Możesz zapisać ten artykuł na później. Znajdziesz go potem na swoim koncie użytkownika

Steve Winter jest fotografem pracującym dla "National Geographic". W swojej karierze zrobił mnóstwo zdjęć, lecz to jest naprawdę wyjątkowe. Przedstawia ono pumę P-22, która niedawno została uśpiona. Zwierzę znało całe Hollywood.

P-22 był samcem pumy (ang. mountain lion), który mieszkał przez lata w Griffith Park w Los Angeles. O jego istnieniu wiedzieli niemal wszyscy mieszkańcy Hollywood. Był nazywany "celebrytą świata celebrytów". Po tym, jak zwierzę zagryzło psa rasy chihuahua, władze obserwowały je bardzo dokładnie.

Puma została zlokalizowana za pomocą nadajnika GPS na jej szyi. Eksperci poddali samca szczegółowej ocenie zdrowotnej. Z ekspertyzy wynikało, że zwierzę ma poważne problemy zdrowotne i zwrócili uwagę na liczne obrażenia. Puma miała liczne obrażenia głowy oraz organów wewnętrznych zupełnie tak, jakby ktoś uderzył ją samochodem. Dodając do tego wcześniejsze problemy zdrowotne P-22, weterynarze podjęli decyzję o uśpieniu zwierzęcia. Opłakiwało je całe Hollywood.
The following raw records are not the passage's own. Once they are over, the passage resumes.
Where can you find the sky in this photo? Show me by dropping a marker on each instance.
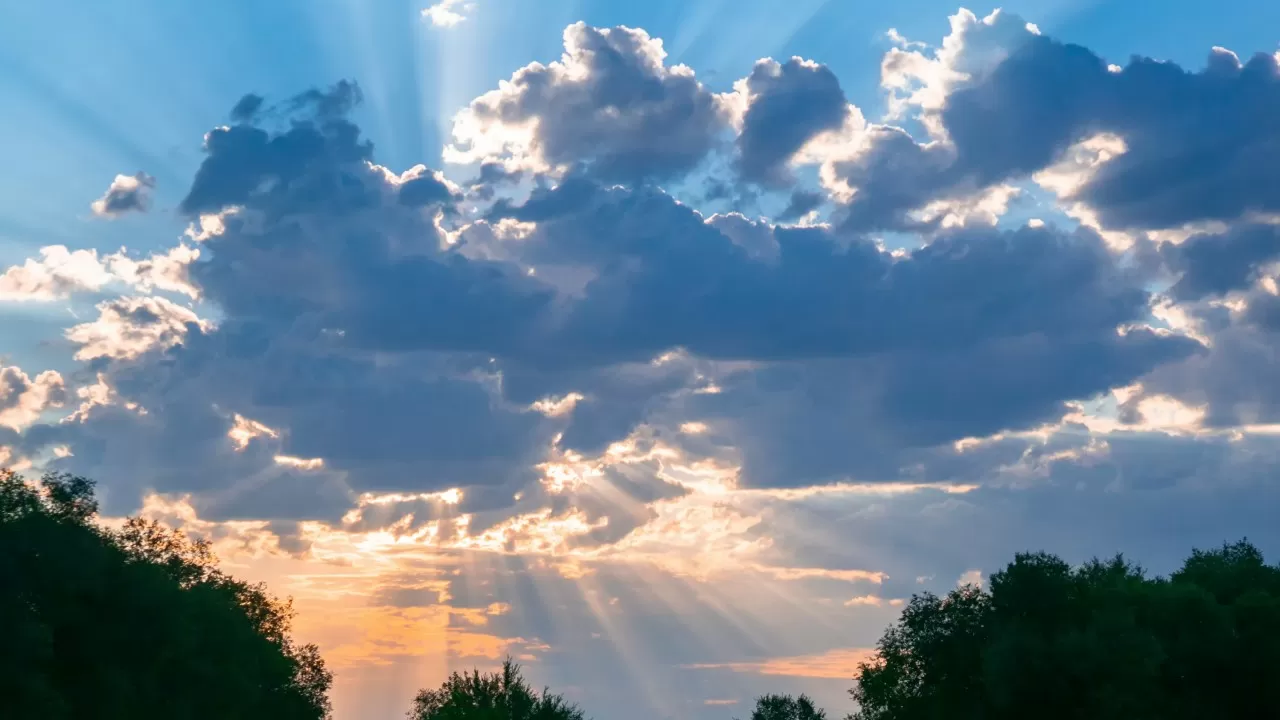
(667, 347)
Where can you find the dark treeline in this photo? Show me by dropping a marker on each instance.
(138, 623)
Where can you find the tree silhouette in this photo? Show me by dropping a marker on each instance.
(1098, 642)
(786, 707)
(490, 696)
(135, 623)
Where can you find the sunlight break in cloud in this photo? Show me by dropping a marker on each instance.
(127, 194)
(675, 376)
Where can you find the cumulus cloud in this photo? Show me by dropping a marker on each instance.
(786, 105)
(58, 273)
(127, 194)
(611, 103)
(448, 13)
(1002, 101)
(129, 327)
(23, 399)
(567, 369)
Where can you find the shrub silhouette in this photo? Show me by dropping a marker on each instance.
(786, 707)
(490, 696)
(1098, 642)
(135, 623)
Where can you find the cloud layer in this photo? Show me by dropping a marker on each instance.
(1036, 305)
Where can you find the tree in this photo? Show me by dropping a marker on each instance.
(490, 696)
(136, 623)
(1098, 642)
(786, 707)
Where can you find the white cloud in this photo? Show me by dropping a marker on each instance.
(128, 327)
(448, 13)
(56, 274)
(127, 194)
(24, 399)
(59, 273)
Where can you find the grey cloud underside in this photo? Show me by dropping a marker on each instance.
(629, 118)
(350, 323)
(1201, 145)
(791, 103)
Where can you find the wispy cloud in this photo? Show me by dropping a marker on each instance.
(448, 13)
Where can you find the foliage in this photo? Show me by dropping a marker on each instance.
(136, 621)
(1098, 642)
(786, 707)
(490, 696)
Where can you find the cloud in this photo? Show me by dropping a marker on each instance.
(567, 388)
(986, 98)
(129, 327)
(786, 105)
(24, 399)
(127, 194)
(58, 273)
(448, 13)
(609, 104)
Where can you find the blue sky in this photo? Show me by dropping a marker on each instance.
(673, 386)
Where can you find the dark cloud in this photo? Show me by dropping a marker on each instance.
(611, 104)
(789, 104)
(127, 194)
(1200, 145)
(301, 163)
(425, 190)
(801, 203)
(1216, 264)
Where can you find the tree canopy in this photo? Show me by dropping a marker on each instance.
(490, 696)
(137, 621)
(1097, 642)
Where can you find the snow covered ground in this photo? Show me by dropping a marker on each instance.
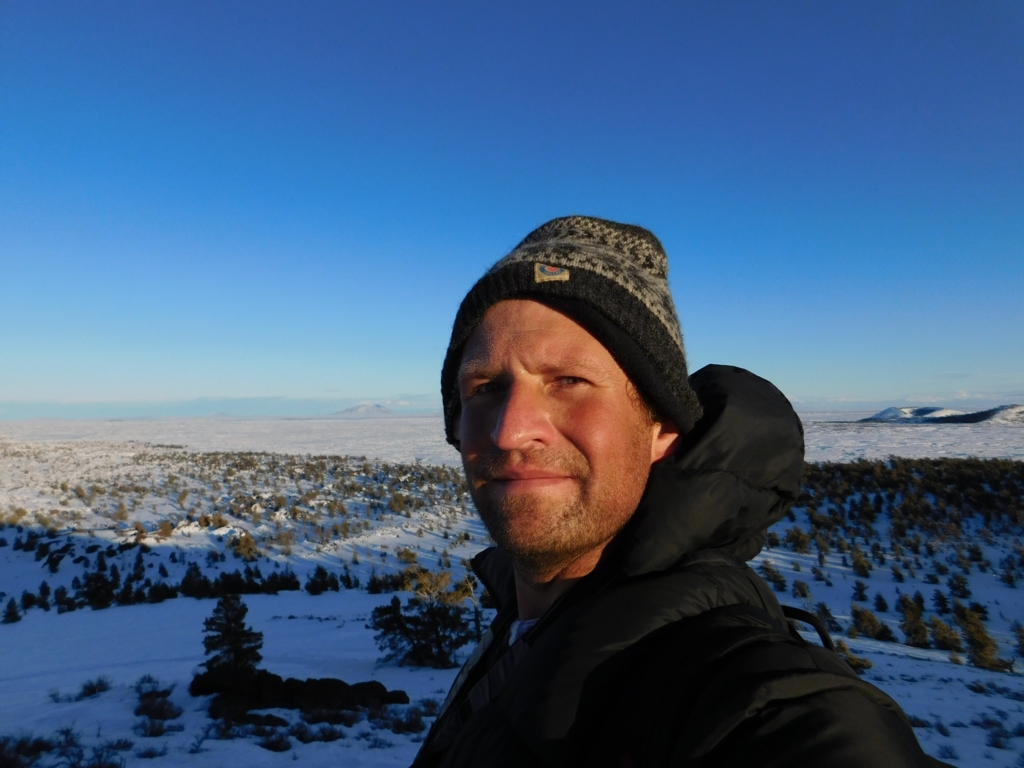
(830, 436)
(73, 477)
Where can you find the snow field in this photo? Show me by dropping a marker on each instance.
(289, 505)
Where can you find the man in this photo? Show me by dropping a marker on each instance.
(625, 499)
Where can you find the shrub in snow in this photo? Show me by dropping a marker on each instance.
(859, 591)
(771, 574)
(865, 623)
(244, 546)
(857, 664)
(827, 619)
(981, 648)
(276, 741)
(11, 613)
(944, 637)
(320, 582)
(861, 565)
(92, 688)
(958, 586)
(911, 624)
(802, 590)
(154, 699)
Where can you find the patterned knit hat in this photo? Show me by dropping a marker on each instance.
(612, 280)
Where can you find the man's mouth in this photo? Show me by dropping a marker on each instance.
(525, 479)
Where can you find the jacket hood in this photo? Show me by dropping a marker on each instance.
(732, 476)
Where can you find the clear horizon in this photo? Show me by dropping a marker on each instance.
(269, 202)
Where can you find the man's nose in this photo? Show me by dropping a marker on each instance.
(523, 418)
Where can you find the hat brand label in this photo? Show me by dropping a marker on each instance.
(548, 273)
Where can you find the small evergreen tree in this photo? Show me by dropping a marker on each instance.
(431, 627)
(233, 645)
(11, 613)
(981, 648)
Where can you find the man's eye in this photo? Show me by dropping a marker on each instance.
(488, 387)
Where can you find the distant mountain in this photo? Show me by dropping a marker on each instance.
(998, 415)
(365, 410)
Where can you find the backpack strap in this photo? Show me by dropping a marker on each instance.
(806, 616)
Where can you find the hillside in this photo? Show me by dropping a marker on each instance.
(998, 415)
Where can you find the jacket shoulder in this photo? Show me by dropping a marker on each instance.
(723, 687)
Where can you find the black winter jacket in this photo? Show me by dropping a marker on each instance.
(673, 651)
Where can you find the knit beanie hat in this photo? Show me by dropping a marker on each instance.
(609, 278)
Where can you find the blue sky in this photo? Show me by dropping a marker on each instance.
(287, 201)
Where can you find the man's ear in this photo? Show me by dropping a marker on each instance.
(665, 438)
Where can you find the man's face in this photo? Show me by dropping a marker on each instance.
(556, 443)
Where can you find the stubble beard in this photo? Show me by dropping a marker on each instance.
(544, 532)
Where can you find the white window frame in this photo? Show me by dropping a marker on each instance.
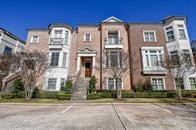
(165, 30)
(149, 31)
(159, 51)
(164, 86)
(64, 60)
(51, 58)
(32, 37)
(192, 83)
(90, 38)
(55, 84)
(118, 60)
(114, 83)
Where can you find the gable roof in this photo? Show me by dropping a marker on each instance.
(112, 19)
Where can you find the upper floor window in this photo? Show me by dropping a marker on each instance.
(149, 36)
(52, 83)
(186, 56)
(192, 83)
(174, 58)
(113, 58)
(153, 58)
(170, 33)
(64, 59)
(54, 59)
(66, 37)
(113, 38)
(112, 83)
(7, 50)
(58, 33)
(87, 37)
(157, 83)
(35, 39)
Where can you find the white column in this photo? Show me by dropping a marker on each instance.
(93, 71)
(78, 63)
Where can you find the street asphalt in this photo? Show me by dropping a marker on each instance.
(92, 116)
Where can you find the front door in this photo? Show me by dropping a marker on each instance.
(88, 67)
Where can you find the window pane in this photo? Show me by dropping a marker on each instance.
(54, 59)
(52, 83)
(154, 60)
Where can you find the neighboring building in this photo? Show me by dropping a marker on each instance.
(10, 43)
(76, 53)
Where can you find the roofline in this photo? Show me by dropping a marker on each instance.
(44, 29)
(60, 25)
(13, 35)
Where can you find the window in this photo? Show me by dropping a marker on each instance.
(157, 83)
(52, 83)
(182, 31)
(182, 34)
(192, 83)
(153, 58)
(35, 39)
(62, 82)
(58, 33)
(170, 33)
(64, 59)
(112, 84)
(7, 50)
(174, 58)
(187, 57)
(113, 38)
(179, 83)
(66, 37)
(54, 59)
(87, 37)
(113, 59)
(149, 36)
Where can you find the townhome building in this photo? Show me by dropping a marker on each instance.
(79, 53)
(10, 43)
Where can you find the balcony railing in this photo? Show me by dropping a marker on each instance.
(113, 41)
(56, 40)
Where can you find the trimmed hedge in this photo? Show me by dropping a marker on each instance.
(147, 94)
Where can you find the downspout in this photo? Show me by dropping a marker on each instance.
(100, 27)
(130, 55)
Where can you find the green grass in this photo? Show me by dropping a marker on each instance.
(144, 100)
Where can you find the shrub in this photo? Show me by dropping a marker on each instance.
(13, 95)
(92, 84)
(47, 94)
(67, 87)
(17, 86)
(63, 96)
(94, 96)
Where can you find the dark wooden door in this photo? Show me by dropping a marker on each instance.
(88, 68)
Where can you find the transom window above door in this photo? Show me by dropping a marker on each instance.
(149, 36)
(58, 33)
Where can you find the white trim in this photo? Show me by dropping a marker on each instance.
(112, 17)
(32, 39)
(149, 31)
(159, 77)
(84, 37)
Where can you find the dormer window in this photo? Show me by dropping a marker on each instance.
(58, 33)
(170, 34)
(181, 31)
(149, 36)
(35, 39)
(87, 37)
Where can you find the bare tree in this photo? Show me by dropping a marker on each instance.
(115, 66)
(33, 65)
(179, 67)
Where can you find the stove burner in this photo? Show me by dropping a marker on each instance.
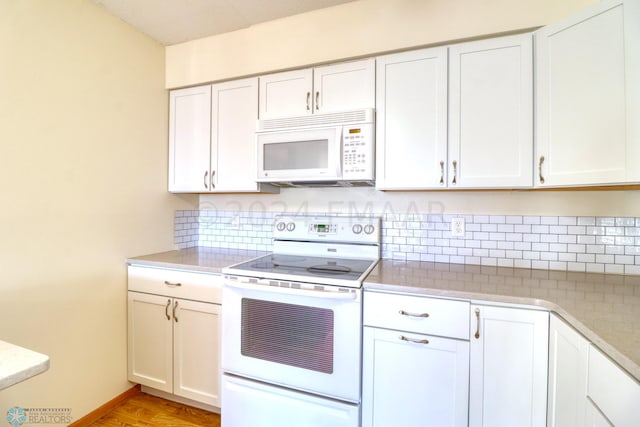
(329, 269)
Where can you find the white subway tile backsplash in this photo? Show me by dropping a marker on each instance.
(568, 243)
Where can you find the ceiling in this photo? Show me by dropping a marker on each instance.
(176, 21)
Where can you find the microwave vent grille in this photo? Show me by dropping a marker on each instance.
(339, 118)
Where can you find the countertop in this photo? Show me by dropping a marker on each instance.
(605, 308)
(17, 364)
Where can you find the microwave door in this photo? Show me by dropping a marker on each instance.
(311, 155)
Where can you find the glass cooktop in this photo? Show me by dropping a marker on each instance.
(304, 268)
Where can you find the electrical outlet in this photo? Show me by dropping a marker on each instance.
(457, 227)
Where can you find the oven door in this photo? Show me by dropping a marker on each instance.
(309, 340)
(301, 155)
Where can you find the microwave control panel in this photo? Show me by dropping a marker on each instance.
(357, 152)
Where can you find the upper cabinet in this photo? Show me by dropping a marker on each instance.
(489, 112)
(212, 138)
(588, 95)
(331, 88)
(411, 120)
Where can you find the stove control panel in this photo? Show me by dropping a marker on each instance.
(339, 229)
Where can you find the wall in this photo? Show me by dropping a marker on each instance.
(83, 158)
(359, 28)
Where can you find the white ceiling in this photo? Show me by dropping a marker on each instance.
(177, 21)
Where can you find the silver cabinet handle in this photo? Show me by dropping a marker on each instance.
(403, 338)
(455, 172)
(406, 313)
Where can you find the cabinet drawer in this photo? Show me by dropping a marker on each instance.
(423, 315)
(613, 390)
(173, 283)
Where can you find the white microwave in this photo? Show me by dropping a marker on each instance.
(333, 149)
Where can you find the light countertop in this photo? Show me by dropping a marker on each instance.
(605, 308)
(17, 364)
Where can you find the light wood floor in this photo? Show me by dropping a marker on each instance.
(144, 410)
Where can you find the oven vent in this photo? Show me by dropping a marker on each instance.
(312, 120)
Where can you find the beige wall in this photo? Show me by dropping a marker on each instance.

Dalsza część artykułu pod materiałem wideo

W internecie pojawiło się mnóstwo artykułów, wpisów w mediach społecznościowych oraz zdjęć, wspominających P-22. Wśród nich pojawił się kadr autorstwa fotografa "National Geographic" Steve’a Wintera. Wykonanie zdjęcia wcale nie było łatwe, ponieważ puma doskonale się ukrywała.

Winter znalazł droge na uboczu, którą nie jeździły samochody, a była to jedna z głównych tras zwierząt. Polowanie na kadr pantery zajęło mu aż 15 miesięcy. Zdjęcie ma charakter mocno symboliczny. P-22 był rozpoznawalny przez mieszkańców Los Angeles, a nic nie jest lepszym symbolem tego miasta, jak napis "Hollywood" na wzgórzach. Właśnie na jego tle fotograf wykonał zdjęcie.